# new 90.



## B.Roberson (Nov 6, 2011)

13razorbackfan has been my soul survivor of my 90 cycle. THANX
so a couple pics, cycle almost complete, have great ideas on fish.
Going hap /peackock. 
I will update with fish when they arrive.
BTW loving my double bright led. good light and water shimmer.








































ooops got the grandaughter and me at the pond


----------



## denmck (Mar 22, 2013)

Your tank looks awesome and that fish you pulled out of your pond is pretty interesting as well. :wink: It sounds like you are ordering your fish and having them shipped? I have set up a new tank as well and would be interested in how well your experience goes. If you are happy I would appreciate if you can PM me the supplier's name.


----------



## B.Roberson (Nov 6, 2011)

i can do that. a supplier i have dealt with before ,just not these fish. suggested by a member here on cf.
yeah that big fish from the pond was a handful,lol. but definetly a keeper!!
actually im showing her a butterfly that is solar, it spins around when the sun is out and is quite cool :lol:


----------



## ozman (Sep 7, 2012)

that is one gorgeous looking tank, please keep us posted with updates when you stock it. what have you used for the b/g, its awesome, please pm me =D>
and thats one little cutie you have for a grandaughter :thumb:


----------



## JimA (Nov 7, 2009)

Plus one, tank looks great! And the granddaughter is a ten :wink:


----------



## B.Roberson (Nov 6, 2011)

just some pics of my new fish.


----------



## 13razorbackfan (Sep 28, 2011)

Looks very nice. Is that the Borleyi mbenji in pic 4?


----------



## B.Roberson (Nov 6, 2011)

still learning how to post this stuff. 
and my apologies ,this is a stupid phone video. as opposed to a smart phone lol


----------



## B.Roberson (Nov 6, 2011)

yes, and he is HUGE. gotta be almost 4".  
they venture out a bit. some still hang out on one end going up and down the corner. I had 0 amm and nitrite this morning. 24 hrs . i fed a very small pinch of food that the kind gents sent me with my fish. It will be the ONLY feeding of the day. i will test param's tonite..


----------



## 13razorbackfan (Sep 28, 2011)

Really nice looking tank. I love the background and rocks. Looks very natural. The german red is of nice quality. He is going to be very nice.


----------



## 13razorbackfan (Sep 28, 2011)

B.Roberson said:


> yes, and he is HUGE. gotta be almost 4".
> they venture out a bit. some still hang out on one end going up and down the corner. I had 0 amm and nitrite this morning. 24 hrs . i fed a very small pinch of food that the kind gents sent me with my fish. It will be the ONLY feeding of the day. i will test param's tonite..

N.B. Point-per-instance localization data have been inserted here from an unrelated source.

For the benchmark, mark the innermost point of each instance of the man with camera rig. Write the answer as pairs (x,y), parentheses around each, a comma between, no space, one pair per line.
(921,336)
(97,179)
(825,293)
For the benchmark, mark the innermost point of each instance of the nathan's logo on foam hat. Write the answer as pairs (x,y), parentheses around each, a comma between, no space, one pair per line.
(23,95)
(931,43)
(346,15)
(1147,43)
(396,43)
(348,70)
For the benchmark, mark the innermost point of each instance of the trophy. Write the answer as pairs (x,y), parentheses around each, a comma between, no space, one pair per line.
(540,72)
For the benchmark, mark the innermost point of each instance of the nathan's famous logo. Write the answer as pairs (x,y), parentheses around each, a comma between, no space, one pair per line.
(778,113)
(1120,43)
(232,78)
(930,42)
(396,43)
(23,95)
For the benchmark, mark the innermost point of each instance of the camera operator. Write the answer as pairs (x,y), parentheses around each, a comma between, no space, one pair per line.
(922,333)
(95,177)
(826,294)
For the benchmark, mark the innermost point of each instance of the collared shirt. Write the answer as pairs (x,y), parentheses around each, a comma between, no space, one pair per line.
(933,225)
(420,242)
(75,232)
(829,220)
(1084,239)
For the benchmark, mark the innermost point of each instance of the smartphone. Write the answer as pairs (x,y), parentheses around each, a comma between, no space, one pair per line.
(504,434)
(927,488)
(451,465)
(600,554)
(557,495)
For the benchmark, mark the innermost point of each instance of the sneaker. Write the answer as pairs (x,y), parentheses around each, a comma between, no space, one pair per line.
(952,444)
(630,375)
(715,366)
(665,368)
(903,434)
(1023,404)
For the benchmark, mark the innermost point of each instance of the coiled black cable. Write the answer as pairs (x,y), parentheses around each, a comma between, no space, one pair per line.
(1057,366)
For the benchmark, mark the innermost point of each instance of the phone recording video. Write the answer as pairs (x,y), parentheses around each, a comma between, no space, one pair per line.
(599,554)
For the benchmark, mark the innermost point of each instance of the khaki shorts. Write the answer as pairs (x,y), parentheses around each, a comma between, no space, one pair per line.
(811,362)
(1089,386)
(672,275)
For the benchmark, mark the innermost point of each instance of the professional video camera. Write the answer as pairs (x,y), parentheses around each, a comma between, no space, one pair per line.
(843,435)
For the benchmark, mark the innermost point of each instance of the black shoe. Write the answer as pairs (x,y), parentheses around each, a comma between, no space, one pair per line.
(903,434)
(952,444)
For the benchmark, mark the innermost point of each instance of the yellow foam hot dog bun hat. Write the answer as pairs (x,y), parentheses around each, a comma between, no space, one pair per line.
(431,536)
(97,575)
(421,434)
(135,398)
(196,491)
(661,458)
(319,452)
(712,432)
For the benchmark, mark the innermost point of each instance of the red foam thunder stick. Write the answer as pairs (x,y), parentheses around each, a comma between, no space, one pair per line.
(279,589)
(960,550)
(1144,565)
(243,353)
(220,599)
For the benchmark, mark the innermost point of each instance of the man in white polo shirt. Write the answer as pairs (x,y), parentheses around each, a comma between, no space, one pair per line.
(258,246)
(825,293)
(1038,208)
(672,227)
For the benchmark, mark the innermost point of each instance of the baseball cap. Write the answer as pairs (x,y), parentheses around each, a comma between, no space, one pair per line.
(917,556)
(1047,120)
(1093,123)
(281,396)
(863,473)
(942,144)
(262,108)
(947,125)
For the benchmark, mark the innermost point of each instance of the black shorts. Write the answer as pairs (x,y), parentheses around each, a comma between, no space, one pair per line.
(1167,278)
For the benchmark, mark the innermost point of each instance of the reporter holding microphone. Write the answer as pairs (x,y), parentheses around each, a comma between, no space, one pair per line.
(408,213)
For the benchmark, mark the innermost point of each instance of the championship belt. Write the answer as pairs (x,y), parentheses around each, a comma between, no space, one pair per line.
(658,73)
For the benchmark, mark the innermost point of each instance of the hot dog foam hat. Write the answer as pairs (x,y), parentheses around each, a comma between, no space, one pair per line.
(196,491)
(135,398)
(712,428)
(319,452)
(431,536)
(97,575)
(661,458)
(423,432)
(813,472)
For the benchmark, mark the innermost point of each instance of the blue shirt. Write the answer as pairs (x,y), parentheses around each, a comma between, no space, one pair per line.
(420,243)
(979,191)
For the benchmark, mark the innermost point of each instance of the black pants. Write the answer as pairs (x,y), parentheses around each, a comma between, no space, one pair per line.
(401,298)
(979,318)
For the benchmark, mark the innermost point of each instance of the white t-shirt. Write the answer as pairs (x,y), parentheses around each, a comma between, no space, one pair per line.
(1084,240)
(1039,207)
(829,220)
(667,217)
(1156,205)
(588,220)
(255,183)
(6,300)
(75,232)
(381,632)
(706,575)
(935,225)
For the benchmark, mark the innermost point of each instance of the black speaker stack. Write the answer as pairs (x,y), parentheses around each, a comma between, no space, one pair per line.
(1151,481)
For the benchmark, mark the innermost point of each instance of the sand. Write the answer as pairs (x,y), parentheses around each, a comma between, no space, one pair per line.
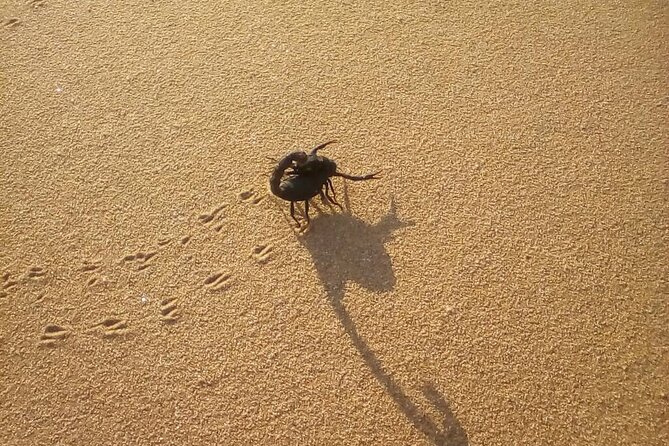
(504,283)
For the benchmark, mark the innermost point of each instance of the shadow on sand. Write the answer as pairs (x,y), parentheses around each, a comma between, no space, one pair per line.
(345,248)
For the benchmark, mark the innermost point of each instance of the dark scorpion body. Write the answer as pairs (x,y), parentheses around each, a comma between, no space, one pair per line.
(310,175)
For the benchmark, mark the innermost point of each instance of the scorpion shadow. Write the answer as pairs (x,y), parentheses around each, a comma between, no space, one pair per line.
(345,248)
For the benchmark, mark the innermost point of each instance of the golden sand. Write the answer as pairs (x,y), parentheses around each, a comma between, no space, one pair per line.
(504,283)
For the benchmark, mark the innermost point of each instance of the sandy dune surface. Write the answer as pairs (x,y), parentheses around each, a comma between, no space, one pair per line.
(503,283)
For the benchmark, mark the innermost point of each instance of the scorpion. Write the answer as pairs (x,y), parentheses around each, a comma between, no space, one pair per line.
(309,175)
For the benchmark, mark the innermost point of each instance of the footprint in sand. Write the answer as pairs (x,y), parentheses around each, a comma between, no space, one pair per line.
(53,335)
(262,253)
(7,284)
(112,327)
(251,196)
(139,261)
(213,219)
(169,312)
(218,281)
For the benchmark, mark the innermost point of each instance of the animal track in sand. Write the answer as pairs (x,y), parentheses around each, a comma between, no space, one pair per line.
(213,219)
(11,23)
(169,311)
(7,284)
(138,261)
(262,253)
(164,241)
(112,327)
(90,266)
(52,335)
(251,196)
(218,281)
(36,272)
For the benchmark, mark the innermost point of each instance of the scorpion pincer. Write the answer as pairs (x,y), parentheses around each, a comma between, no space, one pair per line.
(309,176)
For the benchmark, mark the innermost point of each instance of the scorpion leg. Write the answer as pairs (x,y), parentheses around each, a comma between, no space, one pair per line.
(333,198)
(319,147)
(292,213)
(371,176)
(306,211)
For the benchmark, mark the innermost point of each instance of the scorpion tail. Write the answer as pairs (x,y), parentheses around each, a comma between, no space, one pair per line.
(319,147)
(371,176)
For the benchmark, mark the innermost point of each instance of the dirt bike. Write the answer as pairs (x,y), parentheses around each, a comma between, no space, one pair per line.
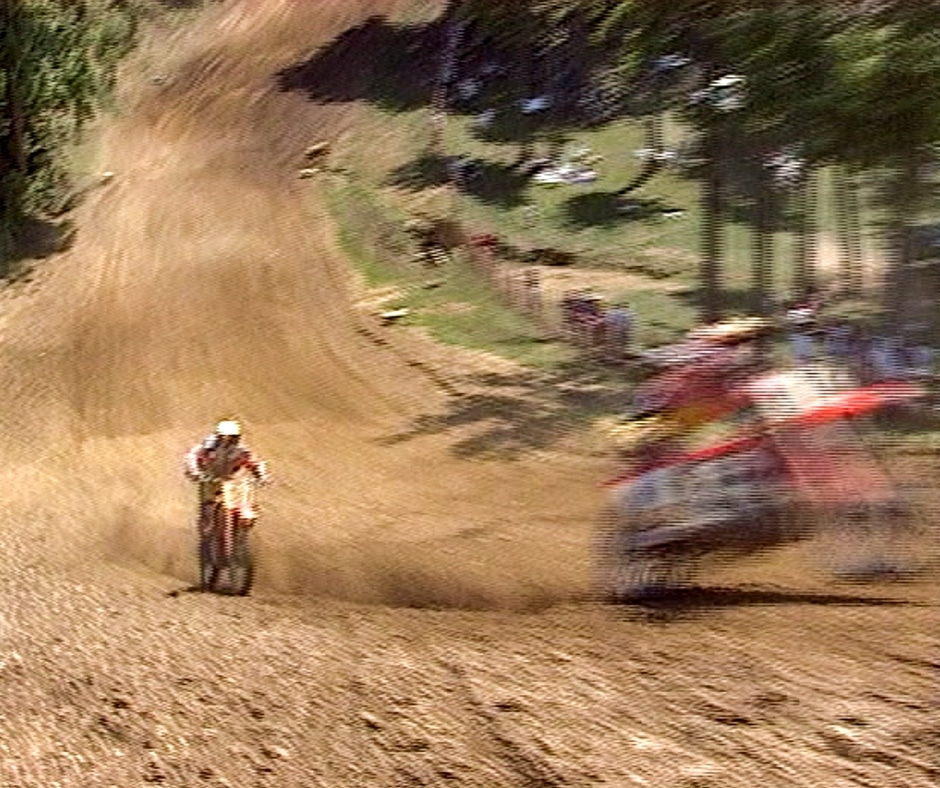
(225,560)
(799,469)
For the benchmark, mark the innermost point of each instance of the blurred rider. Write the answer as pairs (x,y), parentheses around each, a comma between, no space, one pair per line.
(218,458)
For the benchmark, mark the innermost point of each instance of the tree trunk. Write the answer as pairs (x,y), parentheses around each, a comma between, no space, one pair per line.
(16,144)
(804,267)
(903,191)
(654,142)
(712,231)
(763,263)
(848,231)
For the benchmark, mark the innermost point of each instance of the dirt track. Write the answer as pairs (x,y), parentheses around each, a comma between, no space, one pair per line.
(206,279)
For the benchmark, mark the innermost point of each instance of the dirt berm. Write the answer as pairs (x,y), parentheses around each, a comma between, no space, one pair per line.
(420,617)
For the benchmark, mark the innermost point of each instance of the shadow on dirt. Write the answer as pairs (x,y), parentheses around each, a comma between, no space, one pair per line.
(35,239)
(384,64)
(517,413)
(697,601)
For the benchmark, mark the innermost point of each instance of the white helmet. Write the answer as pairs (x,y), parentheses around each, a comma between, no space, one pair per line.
(228,428)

Fish are all healthy. I would feed them VERY sparingly if at all. I would only feed them every couple days at first to make sure you don't get any spikes.

Give them a couple weeks and they will be swimming around all over the place.


----------



## B.Roberson (Nov 6, 2011)

Awsome. I will do just that. I know they can go days/ weeks without food, so i will take it slowly. I sure dont want any spikes, since my tank was so close to being ready anyway.. Thank you soooo very much for all your help!!! My gosh they are beautiful fish though!!!!


----------



## 13razorbackfan (Sep 28, 2011)

B.Roberson said:


> Awsome. I will do just that. I know they can go days/ weeks without food, so i will take it slowly. I sure dont want any spikes, since my tank was so close to being ready anyway.. Thank you soooo very much for all your help!!! My gosh they are beautiful fish though!!!!

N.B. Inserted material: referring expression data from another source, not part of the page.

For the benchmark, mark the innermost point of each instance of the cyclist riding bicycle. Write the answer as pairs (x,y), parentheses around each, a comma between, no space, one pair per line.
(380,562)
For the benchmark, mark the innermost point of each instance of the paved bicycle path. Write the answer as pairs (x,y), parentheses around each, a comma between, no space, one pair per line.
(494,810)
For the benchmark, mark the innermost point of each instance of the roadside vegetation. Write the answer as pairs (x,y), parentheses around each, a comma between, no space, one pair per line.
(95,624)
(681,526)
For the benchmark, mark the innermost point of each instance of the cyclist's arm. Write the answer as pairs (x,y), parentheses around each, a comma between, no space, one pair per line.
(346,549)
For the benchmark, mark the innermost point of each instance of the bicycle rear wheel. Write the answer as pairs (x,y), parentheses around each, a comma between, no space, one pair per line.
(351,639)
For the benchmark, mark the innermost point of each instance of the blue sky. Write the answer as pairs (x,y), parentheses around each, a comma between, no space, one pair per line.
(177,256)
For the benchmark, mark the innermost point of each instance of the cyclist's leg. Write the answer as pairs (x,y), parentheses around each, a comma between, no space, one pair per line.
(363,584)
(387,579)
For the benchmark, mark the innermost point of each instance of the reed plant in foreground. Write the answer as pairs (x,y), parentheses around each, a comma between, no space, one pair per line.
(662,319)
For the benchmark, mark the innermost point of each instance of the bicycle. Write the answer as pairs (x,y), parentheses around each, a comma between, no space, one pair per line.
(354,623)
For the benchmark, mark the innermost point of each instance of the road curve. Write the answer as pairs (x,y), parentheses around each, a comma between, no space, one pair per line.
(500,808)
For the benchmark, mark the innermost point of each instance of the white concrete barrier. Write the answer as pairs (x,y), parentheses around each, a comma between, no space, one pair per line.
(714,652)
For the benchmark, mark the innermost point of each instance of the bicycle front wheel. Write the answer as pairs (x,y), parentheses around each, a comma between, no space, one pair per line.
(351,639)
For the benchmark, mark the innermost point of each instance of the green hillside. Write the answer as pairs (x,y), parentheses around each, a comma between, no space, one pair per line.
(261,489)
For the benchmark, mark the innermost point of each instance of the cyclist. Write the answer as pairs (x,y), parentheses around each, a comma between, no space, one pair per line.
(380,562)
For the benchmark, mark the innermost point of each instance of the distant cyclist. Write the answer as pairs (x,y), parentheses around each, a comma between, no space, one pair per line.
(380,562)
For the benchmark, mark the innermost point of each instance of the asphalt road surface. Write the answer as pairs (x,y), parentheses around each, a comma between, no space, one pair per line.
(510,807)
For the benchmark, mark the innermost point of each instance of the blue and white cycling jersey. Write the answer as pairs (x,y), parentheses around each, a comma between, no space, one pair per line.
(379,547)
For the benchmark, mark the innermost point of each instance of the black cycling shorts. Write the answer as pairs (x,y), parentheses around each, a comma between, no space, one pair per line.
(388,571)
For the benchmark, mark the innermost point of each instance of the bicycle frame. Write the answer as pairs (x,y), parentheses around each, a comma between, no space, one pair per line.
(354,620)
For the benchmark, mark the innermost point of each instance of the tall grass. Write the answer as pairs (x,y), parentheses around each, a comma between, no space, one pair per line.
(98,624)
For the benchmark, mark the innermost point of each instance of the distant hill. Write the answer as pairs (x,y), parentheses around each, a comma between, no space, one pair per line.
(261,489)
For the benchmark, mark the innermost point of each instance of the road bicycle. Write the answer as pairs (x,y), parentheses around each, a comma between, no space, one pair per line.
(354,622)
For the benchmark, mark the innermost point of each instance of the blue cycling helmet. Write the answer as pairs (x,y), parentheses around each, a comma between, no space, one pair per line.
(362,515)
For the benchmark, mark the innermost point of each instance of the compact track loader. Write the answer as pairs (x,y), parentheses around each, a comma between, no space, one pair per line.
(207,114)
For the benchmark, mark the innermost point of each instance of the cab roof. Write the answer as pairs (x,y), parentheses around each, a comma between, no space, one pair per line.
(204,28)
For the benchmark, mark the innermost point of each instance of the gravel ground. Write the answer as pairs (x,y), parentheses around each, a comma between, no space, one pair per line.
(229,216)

I have most of the same fish from the same breeder. Wait till they start to settle in and start to mature. The color will drastically improve.


----------



## B.Roberson (Nov 6, 2011)

well, i was used to seeing and purchasing small mbuna. i was NEVER prepared for what came from fed ex. i was astonisished! I am still a nervous wreck. I dont want anything to go wrong..  Biggest fish I Have ever tried to keep, so I am super excited and nervous at the same time.


----------



## 13razorbackfan (Sep 28, 2011)

You should have got a deep water electra as well. The one I bought from the same place is top quality.


----------



## 13razorbackfan (Sep 28, 2011)

Ok...you said in PM you were having trouble picking out the lemon jake. The bottom pic and if you notice you have three fish on the left side of the pic all grouped together. The one on top is the lemon jake. The 3rd pic is of the Flavescent. I don't see the deep water electra or ngara in any of the pics. So when they settle down snap a pic of each fish you are not sure and I will identify them.


----------



## B.Roberson (Nov 6, 2011)

is the 3rd pic my deep water?


----------



## B.Roberson (Nov 6, 2011)




----------



## 13razorbackfan (Sep 28, 2011)

Pic one: top left is the Ngara flametail and on the right looks like the Flavescent

Two: Ngara flametail again

Three: Taiwan reef

Four: I can't tell from the pic what it is but it doesn't look like a deep water electra to me. The fish right below him look to be the lemon jake and the one on the far right is the german red.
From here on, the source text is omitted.